Can LLMs be Effective Code Contributors? A Study on Open-source Projects
GPT-4o, Ministral3, and Qwen3-Coder scored 0% to 60% success on 212 commits.
A new study from researchers tested three major LLMs—GPT-4o, Ministral3, and Qwen3-Coder—on 212 real-world commits across eight open-source projects like FFmpeg and wolfSSL. The success rate varied wildly, from 0% to 60% depending on the project. LLMs failed in multiple ways: generating syntactically incorrect code, failing static verification, and not passing project test suites. They particularly struggled with creating new code (not just fixing existing), handling code contexts outside a certain size range, and often succeeded only by parroting training data patterns.

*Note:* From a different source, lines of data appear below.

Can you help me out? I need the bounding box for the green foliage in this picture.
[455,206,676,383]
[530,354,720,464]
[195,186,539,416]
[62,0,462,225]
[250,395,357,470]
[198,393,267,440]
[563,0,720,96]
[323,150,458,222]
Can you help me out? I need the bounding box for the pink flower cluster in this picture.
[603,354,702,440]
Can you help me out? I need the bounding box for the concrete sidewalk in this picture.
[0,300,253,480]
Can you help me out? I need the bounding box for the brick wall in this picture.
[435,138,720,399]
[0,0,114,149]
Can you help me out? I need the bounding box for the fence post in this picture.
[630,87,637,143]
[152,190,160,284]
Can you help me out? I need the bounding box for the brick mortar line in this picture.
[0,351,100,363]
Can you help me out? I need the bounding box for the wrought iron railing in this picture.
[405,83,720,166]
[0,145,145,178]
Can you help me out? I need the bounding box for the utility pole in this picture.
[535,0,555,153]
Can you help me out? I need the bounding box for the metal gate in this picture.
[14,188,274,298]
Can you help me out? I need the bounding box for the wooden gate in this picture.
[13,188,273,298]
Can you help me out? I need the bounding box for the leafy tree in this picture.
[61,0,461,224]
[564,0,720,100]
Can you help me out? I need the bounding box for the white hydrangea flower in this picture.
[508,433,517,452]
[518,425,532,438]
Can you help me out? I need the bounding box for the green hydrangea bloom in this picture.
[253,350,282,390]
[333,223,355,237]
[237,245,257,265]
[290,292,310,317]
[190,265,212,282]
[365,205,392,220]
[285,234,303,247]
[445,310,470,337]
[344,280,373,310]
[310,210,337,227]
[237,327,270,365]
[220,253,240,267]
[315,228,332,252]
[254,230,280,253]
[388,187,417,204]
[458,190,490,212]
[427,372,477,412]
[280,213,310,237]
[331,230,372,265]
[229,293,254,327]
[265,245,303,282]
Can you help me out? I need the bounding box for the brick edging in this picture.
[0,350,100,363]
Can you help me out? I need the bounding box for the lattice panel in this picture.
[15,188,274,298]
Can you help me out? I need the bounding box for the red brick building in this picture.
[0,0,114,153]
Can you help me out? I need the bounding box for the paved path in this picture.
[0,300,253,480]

The findings suggest current LLMs are far from being reliable code contributors for production-grade open-source projects. The researchers developed a framework using verification and validation to evaluate LLM suitability for fixes or features. This exposes a gap between LLM-generated code's popularity and its actual effectiveness in complex, real-world codebases. For developers, this means relying solely on LLMs for contributions could introduce significant risk, especially in large projects with strict quality standards.
- GPT-4o, Ministral3, and Qwen3-Coder tested on 212 commits across 8 open-source projects like FFmpeg and wolfSSL.
- Success rates ranged from 0% to 60% depending on the project, with failures including syntax errors and test suite failures.
- LLMs struggled with generating new code and handling large contexts, often succeeding only by parroting training data.
Why It Matters
Highlights critical limitations of LLMs for production code, urging caution in developer workflows.